To better adapt to the new context and facilitate coexistence, migrants consider it necessary to make known and understand the situation of the countries of origin in society, obtain social recognition, acquire legal recognition of refugee status through a rapid and transparent process and, once and for all, channel the appropriate migration policies.
“We have learned nothing”
Beatriz de Lucas makes it clear that: “We have learned nothing from the experience of those who fled here years ago. Moreover, it seems that we have forgotten that experience that we have lived as a people, and instead of learning from it and seeing what helped us to live better abroad, we are also doing the opposite in order to be able to more humanely welcome those fleeing similar violence. We are receiving very few people and badly. I am not referring to society, but beyond the solidarity of the people, the institutions do not comply with international standards and society has to understand that it is not a matter of charity, but of justice and rights. People who flee and seek asylum have the right to do so.”

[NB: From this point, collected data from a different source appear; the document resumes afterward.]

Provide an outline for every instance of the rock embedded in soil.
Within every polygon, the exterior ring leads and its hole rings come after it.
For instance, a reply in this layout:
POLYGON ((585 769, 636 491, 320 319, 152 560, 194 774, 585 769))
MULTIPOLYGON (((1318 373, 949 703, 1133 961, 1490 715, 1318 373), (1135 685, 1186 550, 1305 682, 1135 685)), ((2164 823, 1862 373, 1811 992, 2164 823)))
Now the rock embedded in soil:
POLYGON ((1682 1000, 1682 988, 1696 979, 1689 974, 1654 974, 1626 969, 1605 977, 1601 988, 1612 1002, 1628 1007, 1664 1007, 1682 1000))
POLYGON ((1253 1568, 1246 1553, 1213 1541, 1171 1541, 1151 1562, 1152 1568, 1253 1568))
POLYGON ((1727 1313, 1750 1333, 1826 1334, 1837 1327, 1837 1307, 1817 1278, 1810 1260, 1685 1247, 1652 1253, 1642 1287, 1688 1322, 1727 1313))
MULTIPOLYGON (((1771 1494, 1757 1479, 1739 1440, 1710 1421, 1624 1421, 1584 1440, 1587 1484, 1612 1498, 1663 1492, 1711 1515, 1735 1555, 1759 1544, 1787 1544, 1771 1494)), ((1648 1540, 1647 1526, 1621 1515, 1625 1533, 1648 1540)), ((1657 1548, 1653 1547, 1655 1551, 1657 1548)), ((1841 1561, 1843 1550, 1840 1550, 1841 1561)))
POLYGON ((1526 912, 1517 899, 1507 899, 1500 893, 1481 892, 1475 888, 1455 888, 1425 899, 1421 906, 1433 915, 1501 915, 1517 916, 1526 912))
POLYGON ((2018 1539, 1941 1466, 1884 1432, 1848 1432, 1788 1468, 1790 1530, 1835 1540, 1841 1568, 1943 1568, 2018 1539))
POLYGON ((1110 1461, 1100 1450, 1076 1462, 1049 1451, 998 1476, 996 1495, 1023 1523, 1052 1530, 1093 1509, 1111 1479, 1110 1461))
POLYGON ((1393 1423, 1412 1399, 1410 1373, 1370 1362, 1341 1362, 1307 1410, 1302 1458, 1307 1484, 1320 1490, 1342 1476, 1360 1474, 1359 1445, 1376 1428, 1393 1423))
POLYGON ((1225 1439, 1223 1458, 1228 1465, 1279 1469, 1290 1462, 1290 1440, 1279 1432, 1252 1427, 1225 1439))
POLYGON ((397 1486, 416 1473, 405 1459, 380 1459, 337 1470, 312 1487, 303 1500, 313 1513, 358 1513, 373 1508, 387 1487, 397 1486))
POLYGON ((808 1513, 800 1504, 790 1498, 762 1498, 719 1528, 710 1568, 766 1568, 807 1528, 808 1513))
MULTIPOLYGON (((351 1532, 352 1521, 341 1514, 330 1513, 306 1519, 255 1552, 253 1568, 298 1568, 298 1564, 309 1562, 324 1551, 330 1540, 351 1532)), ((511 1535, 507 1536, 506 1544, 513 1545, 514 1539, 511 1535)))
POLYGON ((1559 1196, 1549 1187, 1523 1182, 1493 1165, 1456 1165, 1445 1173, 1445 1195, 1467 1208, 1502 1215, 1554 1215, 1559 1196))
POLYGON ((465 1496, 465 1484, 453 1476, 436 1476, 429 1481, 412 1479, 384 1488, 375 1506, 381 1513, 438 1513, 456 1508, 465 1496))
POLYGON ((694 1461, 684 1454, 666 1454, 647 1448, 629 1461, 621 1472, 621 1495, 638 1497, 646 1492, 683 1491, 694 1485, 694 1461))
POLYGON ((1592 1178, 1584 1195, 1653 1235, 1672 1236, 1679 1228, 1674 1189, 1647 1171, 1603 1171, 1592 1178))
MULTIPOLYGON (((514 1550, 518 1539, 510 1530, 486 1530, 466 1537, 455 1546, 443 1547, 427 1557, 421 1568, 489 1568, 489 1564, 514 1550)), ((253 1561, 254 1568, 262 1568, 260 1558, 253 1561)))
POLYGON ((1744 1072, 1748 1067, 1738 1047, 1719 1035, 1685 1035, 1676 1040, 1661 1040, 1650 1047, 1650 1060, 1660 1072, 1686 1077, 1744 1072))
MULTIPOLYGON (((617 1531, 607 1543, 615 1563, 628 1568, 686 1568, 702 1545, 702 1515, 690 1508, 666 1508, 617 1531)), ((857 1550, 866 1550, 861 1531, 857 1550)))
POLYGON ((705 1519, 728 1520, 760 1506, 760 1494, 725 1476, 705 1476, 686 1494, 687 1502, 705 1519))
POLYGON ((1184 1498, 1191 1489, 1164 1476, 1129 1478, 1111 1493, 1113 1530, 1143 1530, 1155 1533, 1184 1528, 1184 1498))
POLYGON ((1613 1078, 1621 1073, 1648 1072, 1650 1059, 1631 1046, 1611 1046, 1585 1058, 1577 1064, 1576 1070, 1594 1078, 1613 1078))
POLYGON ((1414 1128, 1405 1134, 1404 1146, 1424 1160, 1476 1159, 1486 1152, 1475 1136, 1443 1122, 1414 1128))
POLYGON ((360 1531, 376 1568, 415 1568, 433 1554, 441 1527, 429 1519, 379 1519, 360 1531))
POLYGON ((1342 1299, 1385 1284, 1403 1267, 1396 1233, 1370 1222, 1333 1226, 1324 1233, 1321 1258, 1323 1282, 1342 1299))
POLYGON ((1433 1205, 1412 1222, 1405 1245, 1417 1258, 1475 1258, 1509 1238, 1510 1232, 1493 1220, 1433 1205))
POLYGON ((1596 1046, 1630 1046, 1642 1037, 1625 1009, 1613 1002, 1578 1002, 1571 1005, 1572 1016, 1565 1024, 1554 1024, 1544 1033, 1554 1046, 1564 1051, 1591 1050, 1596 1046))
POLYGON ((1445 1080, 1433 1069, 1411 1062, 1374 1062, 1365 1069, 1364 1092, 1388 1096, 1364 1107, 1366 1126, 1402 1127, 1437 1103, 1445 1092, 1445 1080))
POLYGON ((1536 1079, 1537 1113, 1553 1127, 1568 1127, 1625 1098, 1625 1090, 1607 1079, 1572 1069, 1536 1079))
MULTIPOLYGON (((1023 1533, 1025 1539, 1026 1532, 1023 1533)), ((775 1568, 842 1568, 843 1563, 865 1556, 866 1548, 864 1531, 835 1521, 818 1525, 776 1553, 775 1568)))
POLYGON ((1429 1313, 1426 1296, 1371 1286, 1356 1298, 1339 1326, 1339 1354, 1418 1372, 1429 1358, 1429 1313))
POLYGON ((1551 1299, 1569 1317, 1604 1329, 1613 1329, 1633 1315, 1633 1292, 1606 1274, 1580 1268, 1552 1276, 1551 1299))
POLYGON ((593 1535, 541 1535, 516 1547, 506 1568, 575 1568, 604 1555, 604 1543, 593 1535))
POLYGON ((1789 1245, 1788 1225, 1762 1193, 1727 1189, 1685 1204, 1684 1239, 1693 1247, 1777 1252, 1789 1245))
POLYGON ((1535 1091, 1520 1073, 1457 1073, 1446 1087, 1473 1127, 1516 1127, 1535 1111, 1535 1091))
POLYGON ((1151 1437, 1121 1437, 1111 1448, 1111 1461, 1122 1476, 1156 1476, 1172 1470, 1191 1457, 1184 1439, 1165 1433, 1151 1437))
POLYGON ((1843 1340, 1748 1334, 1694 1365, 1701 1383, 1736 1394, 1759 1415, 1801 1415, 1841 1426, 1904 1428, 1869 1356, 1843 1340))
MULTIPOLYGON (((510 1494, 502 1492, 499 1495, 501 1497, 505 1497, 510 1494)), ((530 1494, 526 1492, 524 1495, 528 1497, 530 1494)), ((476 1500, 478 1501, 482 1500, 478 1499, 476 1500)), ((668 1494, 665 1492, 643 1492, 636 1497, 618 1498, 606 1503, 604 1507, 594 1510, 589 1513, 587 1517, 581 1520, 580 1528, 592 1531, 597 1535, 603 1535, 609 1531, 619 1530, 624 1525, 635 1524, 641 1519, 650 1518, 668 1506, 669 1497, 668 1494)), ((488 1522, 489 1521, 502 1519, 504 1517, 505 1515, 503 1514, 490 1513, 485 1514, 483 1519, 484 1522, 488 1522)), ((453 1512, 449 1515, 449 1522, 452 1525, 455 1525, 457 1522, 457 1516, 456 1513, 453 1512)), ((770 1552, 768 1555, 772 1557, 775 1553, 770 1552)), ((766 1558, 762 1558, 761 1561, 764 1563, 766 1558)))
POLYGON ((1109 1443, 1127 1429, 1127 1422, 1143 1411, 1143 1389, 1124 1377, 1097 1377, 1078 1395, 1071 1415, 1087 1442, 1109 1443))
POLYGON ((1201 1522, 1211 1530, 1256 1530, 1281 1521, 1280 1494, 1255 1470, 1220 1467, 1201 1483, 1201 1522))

However, questioned as to whether there has been more hope or despair among the interviewees, De Lucas wanted to stress the hope: “Not only are they victims of an unfair situation, they are also capable of dealing with this painful situation. And in all the people interviewed, exiled and refugees, we have perceived the hope, the hope of improving their lives, changing the situation of the countries of origin, coming home and meeting with the people they love.”